The share sale could have triggered a fall in CCB’s share price just as Beijing is trying to garner support for its largest banks and arrest a stock market slide.
Foreign financial institutions, including Goldman Sachs, Dresdner Bank, Temasek and Royal Bank of Scotland, hold shares in China’s leading banks worth billions of dollars and analysts say they could be tempted to sell down stakes to raise capital when their three-year lock-in periods start to expire from next month.
“Bank of America cancelling those trades has made the other foreigners realise they don’t exit at their discretion; they exit at the discretion of the Chinese government,” said one Asian dealmaker who asked not to be identified.
Very chilling, indeed. Problem is, the FT’s reporting is crap.
I have no first-hand knowledge of the situation, but it looks like the real reason BofA called off the sale is that its lawyers discovered a problem under Chinese law. Article 47 of the Securities Law of the People’s Republic of China, which took effect in 2006, concerns the purchase and sale of stock of a listed company within 6 months by a director, supervisor, senior manager or any shareholder holding more than 5% of the company’s outstanding shares — a “short-swing” transaction of the kind familiar to anyone who knows Section 16(b) of the U.S. Securities Exchange Act of 1934.

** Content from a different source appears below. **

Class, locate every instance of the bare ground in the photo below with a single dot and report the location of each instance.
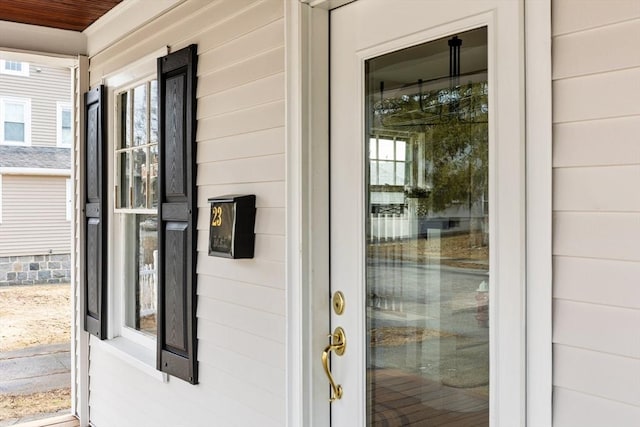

In a flattering imitation of Section 16(b), Article 47 of the PRC Securities Law allows a listed company (which includes a company listed in Hong Kong like CCB as well as one listed on a mainland exchange) to bring lawsuits against insiders and significant shareholders that engage in short-swing transactions and force them to disgorge their profits. BofA last purchased CCB shares in November, so it can’t sell any CCB shares until sometime next May without being liable under Article 47. Very much like its U.S. counterpart, the PRC law appears to “match” a sale (or purchase) with the most recent prior purchase (or sale) — so it would do BofA no good to argue that the CCB shares it wants to sell are the CCB shares it purchased in 2005.
I’ll give BofA’s Chinese lawyers the benefit of the doubt and just assume BofA ignored them until it was almost too late. But the FT deserves to have China block access to its website for a week.